Tekstil, tarih öncesi dönemlerde bitki saplarının ve yapraklarının kullanımıyla başlamış, Neolitik dönemde de koyun ve keçinin evcilleştirilmesi sonucunda yün elyafı ile tanışmıştır. Keçe, yeryüzünde bilinen en eski tekstil yüzeyidir. İlk defa nasıl yapıldığı ve kullanıldığı hakkında kesin veriler olmamasına rağmen; kullanımına ait en eski yazılı belge Homeros’un ‘İlyada’ adlı eserindedir.

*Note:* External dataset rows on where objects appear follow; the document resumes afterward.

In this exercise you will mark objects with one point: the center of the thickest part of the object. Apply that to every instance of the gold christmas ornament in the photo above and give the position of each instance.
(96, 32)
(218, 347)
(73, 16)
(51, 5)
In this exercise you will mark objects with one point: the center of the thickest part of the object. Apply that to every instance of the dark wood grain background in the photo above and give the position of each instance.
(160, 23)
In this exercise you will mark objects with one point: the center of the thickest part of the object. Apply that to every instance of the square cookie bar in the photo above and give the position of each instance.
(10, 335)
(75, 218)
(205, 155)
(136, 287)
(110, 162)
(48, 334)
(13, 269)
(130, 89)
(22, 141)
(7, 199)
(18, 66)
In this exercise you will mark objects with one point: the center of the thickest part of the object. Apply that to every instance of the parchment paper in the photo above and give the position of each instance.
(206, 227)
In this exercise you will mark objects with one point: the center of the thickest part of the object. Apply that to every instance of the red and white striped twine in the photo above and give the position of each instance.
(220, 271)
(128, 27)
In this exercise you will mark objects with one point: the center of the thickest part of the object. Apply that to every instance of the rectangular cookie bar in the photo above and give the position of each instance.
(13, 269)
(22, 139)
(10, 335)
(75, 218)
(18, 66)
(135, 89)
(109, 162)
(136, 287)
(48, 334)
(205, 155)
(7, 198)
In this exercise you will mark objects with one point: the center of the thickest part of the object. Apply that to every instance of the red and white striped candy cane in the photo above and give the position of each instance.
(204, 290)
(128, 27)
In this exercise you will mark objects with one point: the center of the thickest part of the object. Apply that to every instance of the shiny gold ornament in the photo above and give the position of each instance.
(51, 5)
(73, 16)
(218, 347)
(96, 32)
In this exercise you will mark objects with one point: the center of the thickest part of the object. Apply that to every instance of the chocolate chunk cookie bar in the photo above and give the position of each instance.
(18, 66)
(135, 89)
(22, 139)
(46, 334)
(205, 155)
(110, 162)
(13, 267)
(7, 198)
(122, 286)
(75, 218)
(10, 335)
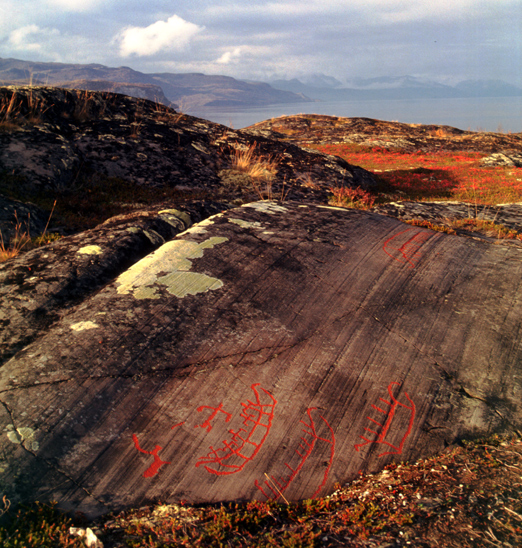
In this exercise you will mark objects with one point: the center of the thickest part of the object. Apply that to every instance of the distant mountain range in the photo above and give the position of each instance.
(193, 91)
(325, 88)
(188, 91)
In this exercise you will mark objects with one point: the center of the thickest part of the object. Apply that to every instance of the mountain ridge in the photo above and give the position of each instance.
(189, 90)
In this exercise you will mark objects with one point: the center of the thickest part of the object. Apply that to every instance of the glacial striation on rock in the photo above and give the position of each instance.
(318, 342)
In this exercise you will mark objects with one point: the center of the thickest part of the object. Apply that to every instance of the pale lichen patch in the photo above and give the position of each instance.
(83, 326)
(183, 215)
(333, 207)
(23, 435)
(91, 250)
(169, 266)
(245, 224)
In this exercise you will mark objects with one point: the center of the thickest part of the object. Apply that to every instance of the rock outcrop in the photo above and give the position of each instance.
(318, 128)
(205, 352)
(271, 350)
(61, 140)
(502, 159)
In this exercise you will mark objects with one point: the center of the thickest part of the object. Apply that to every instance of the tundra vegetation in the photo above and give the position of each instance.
(468, 496)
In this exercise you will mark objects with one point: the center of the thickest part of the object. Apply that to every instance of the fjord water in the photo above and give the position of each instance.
(502, 114)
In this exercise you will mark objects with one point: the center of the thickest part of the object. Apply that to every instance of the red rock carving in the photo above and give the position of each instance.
(394, 406)
(153, 469)
(246, 442)
(208, 423)
(304, 450)
(405, 247)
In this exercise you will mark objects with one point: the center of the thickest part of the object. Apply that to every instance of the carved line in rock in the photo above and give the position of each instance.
(386, 428)
(309, 430)
(405, 247)
(235, 453)
(246, 442)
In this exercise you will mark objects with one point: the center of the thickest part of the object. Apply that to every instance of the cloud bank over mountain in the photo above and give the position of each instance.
(449, 40)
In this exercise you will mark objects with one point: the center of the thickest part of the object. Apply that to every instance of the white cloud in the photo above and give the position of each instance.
(30, 37)
(228, 56)
(175, 33)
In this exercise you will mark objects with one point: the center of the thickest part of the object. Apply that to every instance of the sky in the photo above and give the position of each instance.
(442, 40)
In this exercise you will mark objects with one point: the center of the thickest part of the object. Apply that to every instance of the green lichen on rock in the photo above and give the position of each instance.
(170, 267)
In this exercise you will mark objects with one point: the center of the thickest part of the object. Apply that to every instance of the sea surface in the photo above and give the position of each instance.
(499, 114)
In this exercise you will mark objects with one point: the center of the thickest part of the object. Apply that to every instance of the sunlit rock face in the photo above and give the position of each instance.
(274, 349)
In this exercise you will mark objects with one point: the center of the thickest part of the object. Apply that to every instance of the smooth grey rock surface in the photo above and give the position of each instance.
(275, 348)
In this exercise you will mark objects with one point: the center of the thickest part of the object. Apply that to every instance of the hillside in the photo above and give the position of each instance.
(188, 90)
(225, 316)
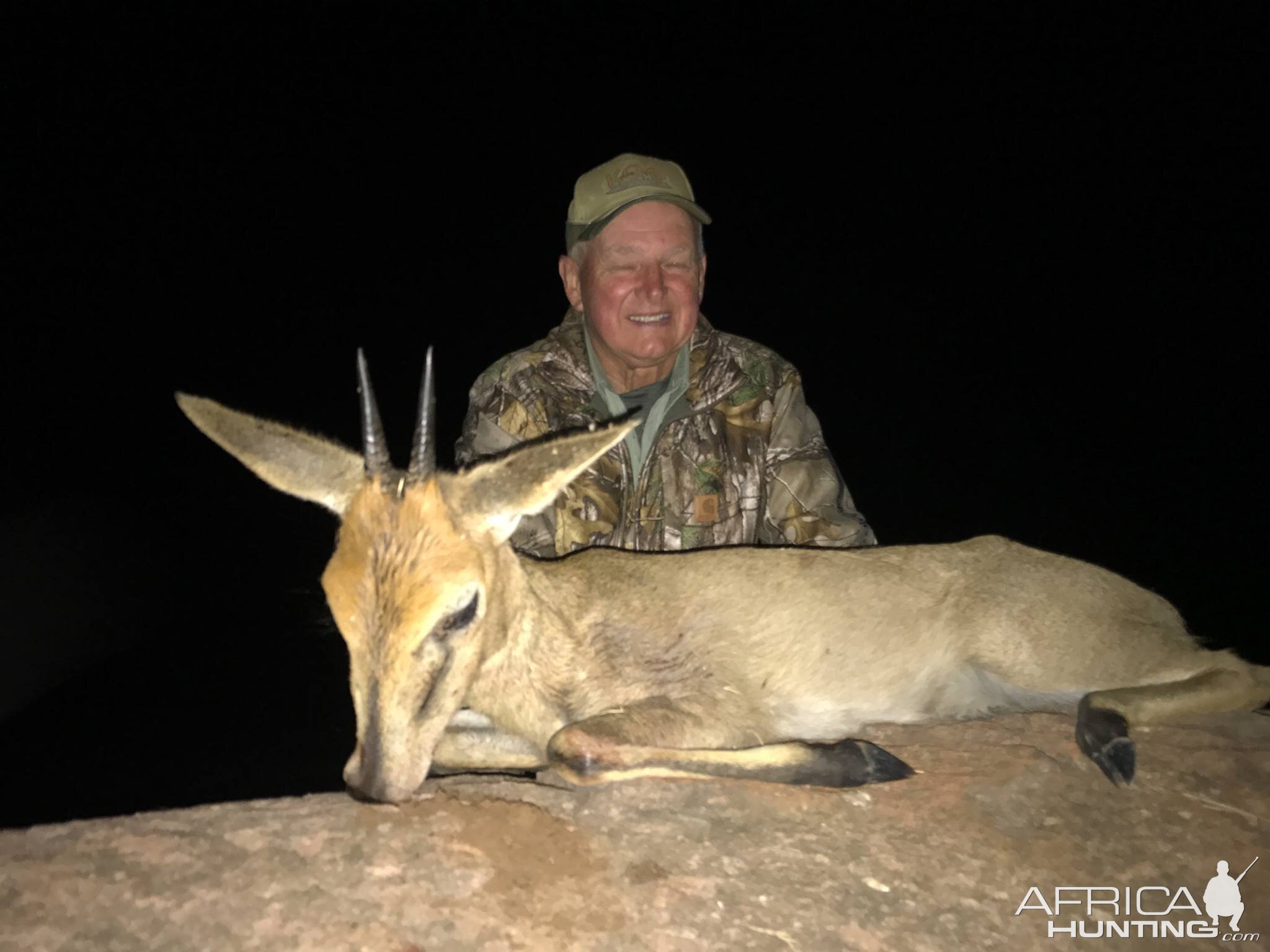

Geçmişten günümüze kullanım alanları nedeniyle de keçe, her zaman günlük yaşamın bir parçası olarak varlığını sürdürmüştür. Bir dönem için kullanım alanları azalan keçenin; birçok çeşidi günümüzde turistik, hediyelik eşya üretiminin dışında tekstil ve moda tasarımı alanında da başrolü oynamaktadır.
Tekstil/Lif sanatında yeni bir gelişme olarak beliren ve giderek benimsenen Giyilebilir Sanat (Wearable Art) hareketi tanımlanmakta ve bu alanda giyinmenin örtünme ihtiyacının ötesine geçişi olarak yorumlanmaktadır. Giyilebilir Sanat hareketinde birey-giysi ilişkisinde fikir, duygu, heyecan ve form bileşiminin giysilere aktarıldığı üzerinde durularak tekstillerin elle tutulur, dokunulabilir ürünlere dönüştüğü sonucuna varılmaktadır.
Bu çalışmada, geçmişten günümüze keçe sanatının, Türk kültürü içindeki yerinin ve öneminin belirtilmesi, Keçenin insan sağlığı açısından önemi de düşünülerek keçe üzerine farklı yüzey düzenleme teknikleri uygulayarak, giyilebilir sanat ürünlerinin tasarlanması amaçlanmaktadır.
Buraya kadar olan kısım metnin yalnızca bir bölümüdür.